Observability Operator

What Is It?

The Observability Operator deploys & maintains a common platform for Application Services to share and utilize to aid in monitoring & reporting on their service components. It integrates with the Observatorium project for pushing metrics and logs to a central location.

What's included?

Prometheus

Prometheus is a free software application used for event monitoring and alerting. It records real-time metrics in a time series database built using a HTTP pull model, with flexible queries and real-time alerting.

Prometheus's Alertmanager is also supported, which handles alerts sent by Prometheus & takes care of deduplicating, grouping, and routing them to the correct receiver integration (such as, in our case, PagerDuty). It also takes care of silencing and inhibition of alerts.

Grafana

Grafana is a multi-platform open source analytics and interactive visualization web application. When configured with supported data sources, Grafana provides charts, graphs, and other visualizations via UI dashboards.

Promtail

Promtail is a log aggregator for Loki, Grafana's platform for collecting and analyzing logs. Loki is the logging backend used in Observatorium.

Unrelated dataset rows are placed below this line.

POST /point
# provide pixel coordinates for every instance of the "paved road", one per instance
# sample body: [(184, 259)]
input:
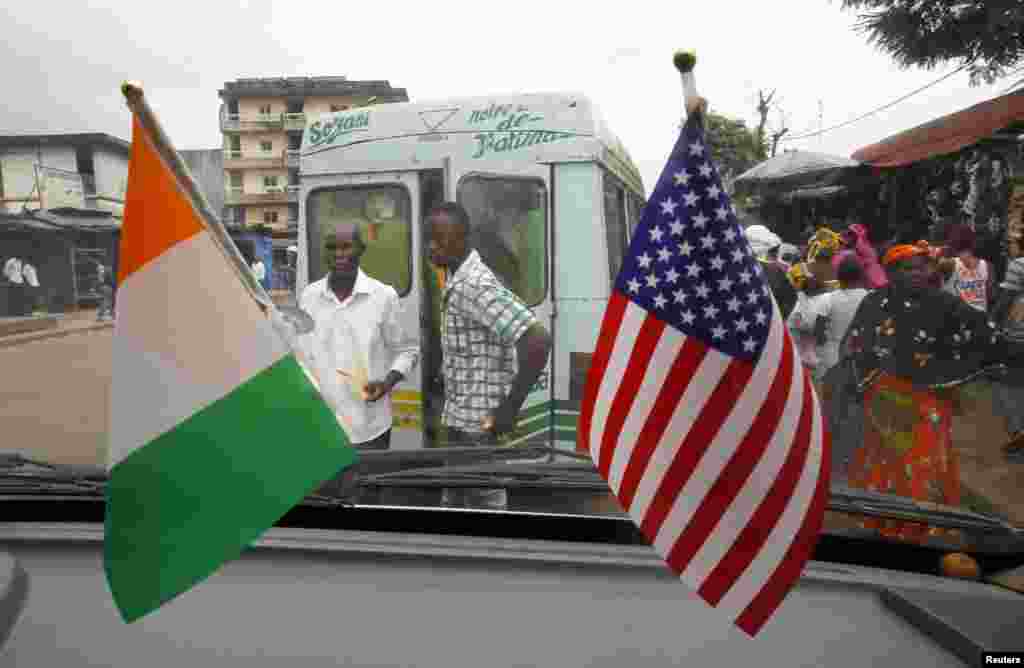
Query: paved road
[(53, 397), (53, 405)]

How do we integrate our service with Observability?

If you find yourself asking, chances are good a conversation's already been started in that regard, but if not, reach out! It'll likely be a bit more involved than plug-and-play and we'd like to make sure we support your needs. That being said (and know that what follows is absolutely subject to change)...

Observability Operator is intended to support multiple application services, each of which will be responsible for maintaining their own configuration repository & instantiating a ConfigMap containing a bit of information the operator needs in order to read from it. At current, it's expected that configuration repos reside within our 'bf2' organization as we use a special read-only mechanism limited to within our organization for access.

As an example, first take a look at the configuration repository for the first service we've onboarded, Managed Kafka. There you'll find an index file and various configuration files referenced from within. In order to use this config repo, the Observability Operator must be told about it via a Secret:

kind: Secret
apiVersion: v1
metadata:
  name: kafka-observability-configuration
  namespace: kafka-observability
  labels:
    configures: observability-operator
data:
  access_token: '<token here>'
  channel: 'resources'
  repository: 'https://api.github.com/repos/bf2fc6cc711aee1a0c2a/observability-resources-mk/contents'
  tag: <tag or branch>

The Observability Operator doesn't care too much about what namespace the Secret resides in (that's not to say that we won't have an opinion, though!). Instead, it scans all namespaces for any Secrets matching a particular label set as specified in the Observability CR (more on that in a bit):

  configurationSelector:
    matchLabels:
      configures: "observability-operator"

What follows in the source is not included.